Newly-discovered Eyre Crowe slavery painting on display in Richmond, Virginia

Engraving of 'A Slave Sale in Charleston, South Carolina' by Eyre Crowe (1854)

Engraving of ‘A Slave Sale in Charleston, South Carolina’ by Eyre Crowe (1854)

A Slave Sale in Charleston, South Carolina is well known from engravings, such as the coloured version shown here, but the whereabouts of the original painting, first exhibited at The Royal Scottish Academy in 1854, has hitherto been unknown. It was discovered in the National Museum of Fine Arts in Havana, Cuba, by staff at the Virginia Museum of Fine Arts, and made known to the academic Maurie McInnes, whose research into the slave trade in Richmond, Virginia, and artistic representations of it, was based around Eyre Crowe’s even more famous painting, Slaves Waiting for Sale, Richmond, Virginia (1861).

McInnes has now curated an exhibition at the Library of Virginia: To Be Sold: Virginia and the American Slave Trade, which explores the dynamics of the slave trade.
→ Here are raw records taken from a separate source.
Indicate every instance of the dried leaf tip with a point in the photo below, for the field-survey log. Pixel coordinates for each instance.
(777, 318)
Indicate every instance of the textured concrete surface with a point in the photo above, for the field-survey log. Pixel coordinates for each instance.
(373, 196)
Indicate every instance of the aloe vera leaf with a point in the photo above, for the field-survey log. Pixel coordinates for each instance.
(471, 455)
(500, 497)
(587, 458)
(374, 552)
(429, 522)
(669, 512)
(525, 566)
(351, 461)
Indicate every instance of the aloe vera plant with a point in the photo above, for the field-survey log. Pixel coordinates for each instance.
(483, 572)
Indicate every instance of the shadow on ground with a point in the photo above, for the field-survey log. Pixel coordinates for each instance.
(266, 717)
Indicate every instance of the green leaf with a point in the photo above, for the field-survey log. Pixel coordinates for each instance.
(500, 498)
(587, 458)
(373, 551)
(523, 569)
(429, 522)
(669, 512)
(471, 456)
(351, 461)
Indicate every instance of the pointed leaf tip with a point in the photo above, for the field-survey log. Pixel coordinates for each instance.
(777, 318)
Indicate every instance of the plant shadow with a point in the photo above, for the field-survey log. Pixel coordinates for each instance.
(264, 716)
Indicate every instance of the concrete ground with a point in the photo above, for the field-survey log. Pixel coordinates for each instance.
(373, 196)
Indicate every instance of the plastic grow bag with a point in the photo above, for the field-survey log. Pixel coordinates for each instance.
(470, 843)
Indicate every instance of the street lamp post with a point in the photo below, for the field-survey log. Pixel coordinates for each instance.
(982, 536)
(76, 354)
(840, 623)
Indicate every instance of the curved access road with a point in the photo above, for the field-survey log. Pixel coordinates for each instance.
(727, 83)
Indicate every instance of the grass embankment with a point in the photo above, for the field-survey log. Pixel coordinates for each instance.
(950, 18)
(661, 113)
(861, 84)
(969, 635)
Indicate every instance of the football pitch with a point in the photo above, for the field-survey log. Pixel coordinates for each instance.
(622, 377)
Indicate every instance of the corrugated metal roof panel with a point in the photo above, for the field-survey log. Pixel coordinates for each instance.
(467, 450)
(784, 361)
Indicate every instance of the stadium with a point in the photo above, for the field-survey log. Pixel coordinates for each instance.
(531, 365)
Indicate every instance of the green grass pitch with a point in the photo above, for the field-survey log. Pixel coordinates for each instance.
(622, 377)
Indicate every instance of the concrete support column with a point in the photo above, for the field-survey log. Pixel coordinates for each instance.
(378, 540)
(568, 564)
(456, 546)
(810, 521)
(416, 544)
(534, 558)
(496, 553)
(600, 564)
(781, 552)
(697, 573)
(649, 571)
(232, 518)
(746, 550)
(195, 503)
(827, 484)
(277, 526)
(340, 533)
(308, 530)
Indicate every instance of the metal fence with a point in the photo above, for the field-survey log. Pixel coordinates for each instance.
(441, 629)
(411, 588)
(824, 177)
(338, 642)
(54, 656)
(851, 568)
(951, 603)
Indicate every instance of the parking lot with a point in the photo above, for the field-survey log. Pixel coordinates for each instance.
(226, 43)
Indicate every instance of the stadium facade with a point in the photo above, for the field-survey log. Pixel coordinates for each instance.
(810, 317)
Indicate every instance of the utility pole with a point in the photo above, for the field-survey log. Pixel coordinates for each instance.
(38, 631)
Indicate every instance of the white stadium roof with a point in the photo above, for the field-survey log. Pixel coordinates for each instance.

The exhibition features three of Eyre Crowe’s paintings: Slaves Waiting for Sale, Richmond, Virginia, lent from the private collection of Teresa Heinz; After the Sale: Slaves Going South from Richmond (1853), lent by the Chicago History Museum; and a full-size facsimile of A Slave Sale in Charleston, South Carolina.

The exhibition is described in an article by the Richmond Times Dispatch, and is open until 30 May 2015.